The line passes the junction of the branch line to Altengrabow and then runs for its entire length to the southeast. After crossing federal highway 1, it runs largely parallel with federal highway 184, which it passes under at Gommern. It has already crossed a level crossing over federal highway 246 in Königsborn. At the former “tower station” (Turmbahnhof, that is two-level interchange station) of Güterglück, it crosses a disused section of the Berlin-Blankenheim railway (Kanonenbahn). After about three kilometres, the line ends at the former Trebnitz block post, north of the village of the same name and continues with a change of line number as the Trebnitz–Leipzig railway.

==Operations ==

From 1993 to 1995, the section from Biederitz to the connecting curve to the Berlin-Blankenheim railway at Güterglück was part of a long-distance route served by Intercity-Express and Intercity trains from western Germany to Berlin during the upgrading of the Berlin–Magdeburg Railway, when the Güterglück–Belzig–Berlin-Wannsee was used as a detour at speeds up to 160 km/h.
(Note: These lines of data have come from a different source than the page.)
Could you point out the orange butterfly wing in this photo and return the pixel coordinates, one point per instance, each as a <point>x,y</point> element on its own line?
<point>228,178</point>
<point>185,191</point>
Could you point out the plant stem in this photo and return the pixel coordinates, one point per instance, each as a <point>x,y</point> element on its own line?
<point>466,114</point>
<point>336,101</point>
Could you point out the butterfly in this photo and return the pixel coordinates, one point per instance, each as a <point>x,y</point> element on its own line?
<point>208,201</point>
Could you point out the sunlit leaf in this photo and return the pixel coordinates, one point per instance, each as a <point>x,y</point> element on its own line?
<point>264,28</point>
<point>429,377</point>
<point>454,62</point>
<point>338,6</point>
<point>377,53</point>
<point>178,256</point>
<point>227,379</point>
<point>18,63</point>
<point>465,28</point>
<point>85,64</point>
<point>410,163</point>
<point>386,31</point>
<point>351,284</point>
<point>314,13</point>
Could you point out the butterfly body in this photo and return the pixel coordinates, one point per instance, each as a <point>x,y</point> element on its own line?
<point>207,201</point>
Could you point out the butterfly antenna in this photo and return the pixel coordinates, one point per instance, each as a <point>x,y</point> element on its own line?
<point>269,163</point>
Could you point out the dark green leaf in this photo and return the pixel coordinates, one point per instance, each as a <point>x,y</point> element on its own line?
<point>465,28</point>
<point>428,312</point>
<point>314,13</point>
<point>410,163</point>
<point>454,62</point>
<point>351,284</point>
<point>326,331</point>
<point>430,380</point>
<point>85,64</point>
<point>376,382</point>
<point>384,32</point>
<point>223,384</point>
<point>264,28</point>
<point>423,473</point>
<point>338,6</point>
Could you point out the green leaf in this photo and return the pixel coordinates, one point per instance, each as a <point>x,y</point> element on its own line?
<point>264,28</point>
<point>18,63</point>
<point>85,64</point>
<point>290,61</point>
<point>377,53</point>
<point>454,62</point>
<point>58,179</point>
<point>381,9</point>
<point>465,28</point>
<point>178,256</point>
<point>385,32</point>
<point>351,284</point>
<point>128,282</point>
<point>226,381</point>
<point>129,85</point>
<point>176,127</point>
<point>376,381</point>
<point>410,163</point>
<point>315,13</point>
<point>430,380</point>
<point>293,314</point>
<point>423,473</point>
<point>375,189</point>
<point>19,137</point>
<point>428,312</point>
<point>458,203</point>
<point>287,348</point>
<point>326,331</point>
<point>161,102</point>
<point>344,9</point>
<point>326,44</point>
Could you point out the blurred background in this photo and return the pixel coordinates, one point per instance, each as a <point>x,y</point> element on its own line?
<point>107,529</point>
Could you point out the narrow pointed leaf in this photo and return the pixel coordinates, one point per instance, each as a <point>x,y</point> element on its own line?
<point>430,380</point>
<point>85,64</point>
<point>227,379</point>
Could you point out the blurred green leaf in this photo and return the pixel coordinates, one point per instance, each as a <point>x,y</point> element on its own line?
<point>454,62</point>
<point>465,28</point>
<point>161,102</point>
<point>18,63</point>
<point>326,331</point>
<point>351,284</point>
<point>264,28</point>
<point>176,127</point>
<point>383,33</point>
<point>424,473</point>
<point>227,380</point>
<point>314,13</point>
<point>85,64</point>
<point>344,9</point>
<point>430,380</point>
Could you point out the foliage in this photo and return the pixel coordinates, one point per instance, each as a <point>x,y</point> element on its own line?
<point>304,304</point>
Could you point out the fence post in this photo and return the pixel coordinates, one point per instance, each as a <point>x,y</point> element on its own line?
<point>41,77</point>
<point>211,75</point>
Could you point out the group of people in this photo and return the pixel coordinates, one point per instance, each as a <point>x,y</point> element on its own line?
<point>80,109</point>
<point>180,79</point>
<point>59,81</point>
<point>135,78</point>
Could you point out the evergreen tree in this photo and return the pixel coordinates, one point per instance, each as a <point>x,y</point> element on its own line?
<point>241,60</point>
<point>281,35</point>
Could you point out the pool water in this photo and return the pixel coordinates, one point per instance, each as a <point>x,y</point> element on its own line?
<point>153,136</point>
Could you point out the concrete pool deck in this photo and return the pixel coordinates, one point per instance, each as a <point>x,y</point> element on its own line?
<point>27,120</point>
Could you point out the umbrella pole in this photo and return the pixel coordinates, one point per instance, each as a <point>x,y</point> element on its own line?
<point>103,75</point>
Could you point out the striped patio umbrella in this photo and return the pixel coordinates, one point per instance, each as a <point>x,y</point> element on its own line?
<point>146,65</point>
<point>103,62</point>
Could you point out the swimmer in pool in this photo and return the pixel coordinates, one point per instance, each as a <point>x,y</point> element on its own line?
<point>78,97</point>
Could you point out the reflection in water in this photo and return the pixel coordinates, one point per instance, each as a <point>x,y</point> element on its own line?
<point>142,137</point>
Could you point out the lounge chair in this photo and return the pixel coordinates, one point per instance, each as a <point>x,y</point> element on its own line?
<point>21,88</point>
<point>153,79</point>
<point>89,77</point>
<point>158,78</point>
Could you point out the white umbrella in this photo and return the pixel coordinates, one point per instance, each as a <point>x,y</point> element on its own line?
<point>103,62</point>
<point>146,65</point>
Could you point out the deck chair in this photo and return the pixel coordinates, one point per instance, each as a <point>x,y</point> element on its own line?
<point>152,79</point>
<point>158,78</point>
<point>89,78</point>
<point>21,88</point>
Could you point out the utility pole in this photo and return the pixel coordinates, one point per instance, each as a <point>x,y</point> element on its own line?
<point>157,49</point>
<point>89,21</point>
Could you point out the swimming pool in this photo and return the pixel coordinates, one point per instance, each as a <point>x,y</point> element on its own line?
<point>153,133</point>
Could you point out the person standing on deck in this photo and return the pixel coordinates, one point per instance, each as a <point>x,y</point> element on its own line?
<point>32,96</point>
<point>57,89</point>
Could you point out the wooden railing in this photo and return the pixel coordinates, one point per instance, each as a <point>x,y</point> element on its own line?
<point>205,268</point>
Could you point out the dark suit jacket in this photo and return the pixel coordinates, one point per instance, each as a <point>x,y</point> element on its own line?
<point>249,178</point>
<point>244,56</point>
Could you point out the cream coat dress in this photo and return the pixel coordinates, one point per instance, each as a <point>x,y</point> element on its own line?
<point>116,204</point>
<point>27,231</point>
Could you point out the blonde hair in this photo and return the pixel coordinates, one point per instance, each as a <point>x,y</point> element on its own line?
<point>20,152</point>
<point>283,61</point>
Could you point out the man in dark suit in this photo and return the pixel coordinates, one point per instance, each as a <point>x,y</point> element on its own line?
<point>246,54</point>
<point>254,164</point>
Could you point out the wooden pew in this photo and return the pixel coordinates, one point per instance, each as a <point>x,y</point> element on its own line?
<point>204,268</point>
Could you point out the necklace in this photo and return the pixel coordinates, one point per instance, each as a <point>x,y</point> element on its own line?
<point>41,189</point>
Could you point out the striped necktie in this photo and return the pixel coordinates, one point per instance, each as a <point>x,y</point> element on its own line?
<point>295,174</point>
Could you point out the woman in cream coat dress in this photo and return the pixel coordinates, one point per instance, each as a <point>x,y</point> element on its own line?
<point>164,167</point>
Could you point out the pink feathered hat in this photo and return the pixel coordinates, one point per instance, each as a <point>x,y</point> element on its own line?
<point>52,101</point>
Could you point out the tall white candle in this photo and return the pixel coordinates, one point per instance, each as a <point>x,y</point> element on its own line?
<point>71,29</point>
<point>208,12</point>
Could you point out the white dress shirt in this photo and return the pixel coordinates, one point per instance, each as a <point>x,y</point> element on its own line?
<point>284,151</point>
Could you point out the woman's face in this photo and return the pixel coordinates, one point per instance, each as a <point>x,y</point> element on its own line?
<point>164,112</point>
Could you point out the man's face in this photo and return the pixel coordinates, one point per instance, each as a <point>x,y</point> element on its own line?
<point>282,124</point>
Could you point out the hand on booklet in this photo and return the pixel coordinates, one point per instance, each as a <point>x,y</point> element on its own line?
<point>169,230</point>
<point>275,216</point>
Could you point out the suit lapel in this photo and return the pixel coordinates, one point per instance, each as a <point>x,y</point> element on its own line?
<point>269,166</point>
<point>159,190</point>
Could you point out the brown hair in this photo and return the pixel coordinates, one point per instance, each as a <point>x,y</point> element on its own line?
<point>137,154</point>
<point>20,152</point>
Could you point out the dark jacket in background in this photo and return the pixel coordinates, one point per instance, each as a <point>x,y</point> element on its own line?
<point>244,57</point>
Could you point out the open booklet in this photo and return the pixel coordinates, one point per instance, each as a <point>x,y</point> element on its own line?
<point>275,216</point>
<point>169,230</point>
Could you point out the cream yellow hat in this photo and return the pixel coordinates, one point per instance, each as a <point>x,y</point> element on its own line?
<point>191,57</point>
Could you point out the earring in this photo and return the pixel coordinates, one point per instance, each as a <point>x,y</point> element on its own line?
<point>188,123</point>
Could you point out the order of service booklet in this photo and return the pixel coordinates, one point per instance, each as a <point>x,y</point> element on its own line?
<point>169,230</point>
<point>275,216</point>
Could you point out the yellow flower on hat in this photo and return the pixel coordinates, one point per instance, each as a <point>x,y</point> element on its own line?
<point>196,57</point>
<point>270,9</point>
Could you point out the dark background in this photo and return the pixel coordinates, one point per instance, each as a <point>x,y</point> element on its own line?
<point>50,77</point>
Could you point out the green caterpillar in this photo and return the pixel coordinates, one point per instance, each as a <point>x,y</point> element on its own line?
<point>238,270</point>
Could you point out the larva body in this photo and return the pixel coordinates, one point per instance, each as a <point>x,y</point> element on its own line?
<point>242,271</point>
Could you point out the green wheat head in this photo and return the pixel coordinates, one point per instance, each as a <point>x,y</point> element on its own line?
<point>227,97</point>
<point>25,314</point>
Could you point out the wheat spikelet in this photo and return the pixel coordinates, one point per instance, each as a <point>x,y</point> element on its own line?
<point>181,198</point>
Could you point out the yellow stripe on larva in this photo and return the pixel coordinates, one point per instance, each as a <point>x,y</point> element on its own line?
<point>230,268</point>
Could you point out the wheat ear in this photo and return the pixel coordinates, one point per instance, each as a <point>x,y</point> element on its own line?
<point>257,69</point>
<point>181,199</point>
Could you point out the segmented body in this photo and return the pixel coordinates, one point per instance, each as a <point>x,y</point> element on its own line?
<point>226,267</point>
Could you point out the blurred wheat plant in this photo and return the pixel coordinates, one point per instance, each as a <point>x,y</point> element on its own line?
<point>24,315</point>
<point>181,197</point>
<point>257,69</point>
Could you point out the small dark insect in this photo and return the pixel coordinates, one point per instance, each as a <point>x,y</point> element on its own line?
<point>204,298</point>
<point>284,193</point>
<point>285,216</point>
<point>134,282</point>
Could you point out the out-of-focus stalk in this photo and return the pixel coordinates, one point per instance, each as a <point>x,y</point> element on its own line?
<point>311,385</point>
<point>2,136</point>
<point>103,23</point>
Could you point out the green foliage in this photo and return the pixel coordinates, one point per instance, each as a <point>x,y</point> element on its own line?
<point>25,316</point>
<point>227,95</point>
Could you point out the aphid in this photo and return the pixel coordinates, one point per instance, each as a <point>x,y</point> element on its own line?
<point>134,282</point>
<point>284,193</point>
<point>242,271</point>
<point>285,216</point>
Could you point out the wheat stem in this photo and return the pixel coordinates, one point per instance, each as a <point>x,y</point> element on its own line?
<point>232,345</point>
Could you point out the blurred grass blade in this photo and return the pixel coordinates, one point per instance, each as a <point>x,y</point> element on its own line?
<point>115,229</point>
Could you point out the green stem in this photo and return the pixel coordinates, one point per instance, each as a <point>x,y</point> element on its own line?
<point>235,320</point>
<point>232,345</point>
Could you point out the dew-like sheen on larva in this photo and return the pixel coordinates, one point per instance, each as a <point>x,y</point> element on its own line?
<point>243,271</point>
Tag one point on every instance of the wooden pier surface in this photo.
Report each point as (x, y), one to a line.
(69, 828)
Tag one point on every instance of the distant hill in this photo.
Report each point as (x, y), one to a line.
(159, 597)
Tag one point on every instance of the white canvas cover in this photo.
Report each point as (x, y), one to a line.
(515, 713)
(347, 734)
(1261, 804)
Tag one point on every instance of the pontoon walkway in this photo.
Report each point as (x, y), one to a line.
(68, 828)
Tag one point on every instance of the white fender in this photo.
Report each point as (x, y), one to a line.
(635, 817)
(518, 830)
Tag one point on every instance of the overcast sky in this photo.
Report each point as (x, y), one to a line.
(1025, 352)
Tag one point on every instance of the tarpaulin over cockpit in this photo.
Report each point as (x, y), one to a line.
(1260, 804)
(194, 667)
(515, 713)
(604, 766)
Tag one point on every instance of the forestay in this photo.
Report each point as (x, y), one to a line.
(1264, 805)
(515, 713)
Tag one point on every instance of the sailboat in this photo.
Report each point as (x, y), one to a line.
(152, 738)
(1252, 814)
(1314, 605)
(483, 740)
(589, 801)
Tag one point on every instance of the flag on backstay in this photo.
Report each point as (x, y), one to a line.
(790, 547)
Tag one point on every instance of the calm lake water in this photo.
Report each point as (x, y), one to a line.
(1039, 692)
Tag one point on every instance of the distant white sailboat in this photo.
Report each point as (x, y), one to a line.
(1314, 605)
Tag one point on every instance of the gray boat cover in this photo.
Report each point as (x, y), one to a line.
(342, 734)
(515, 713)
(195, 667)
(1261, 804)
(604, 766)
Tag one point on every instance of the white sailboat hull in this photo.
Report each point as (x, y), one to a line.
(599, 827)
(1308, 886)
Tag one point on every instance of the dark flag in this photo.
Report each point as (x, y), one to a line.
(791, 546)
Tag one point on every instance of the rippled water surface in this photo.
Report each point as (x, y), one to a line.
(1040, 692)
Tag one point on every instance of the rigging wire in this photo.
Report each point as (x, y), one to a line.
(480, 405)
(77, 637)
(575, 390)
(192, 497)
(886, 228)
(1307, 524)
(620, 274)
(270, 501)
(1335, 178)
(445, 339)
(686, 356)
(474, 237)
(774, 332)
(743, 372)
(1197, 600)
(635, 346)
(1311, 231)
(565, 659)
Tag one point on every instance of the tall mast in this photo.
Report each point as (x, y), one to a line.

From 1994 there was also a pair of InterRegio trains with almost annual changes in route between Saxony and eastern Thuringia and north-west Germany. This long-distance train stopped between Magdeburg and Dessau only in Zerbst.

Currently passenger services on this line are operated by DB Regio. It is served every two hours by Regional-Express service RE 13 (Magdeburg–Dessau–Leipzig) and by Regionalbahn service RB 42 (Magdeburg–Dessau). In the peak hour there are additional services operating as RE 15 (Magdeburg–Lutherstadt Wittenberg).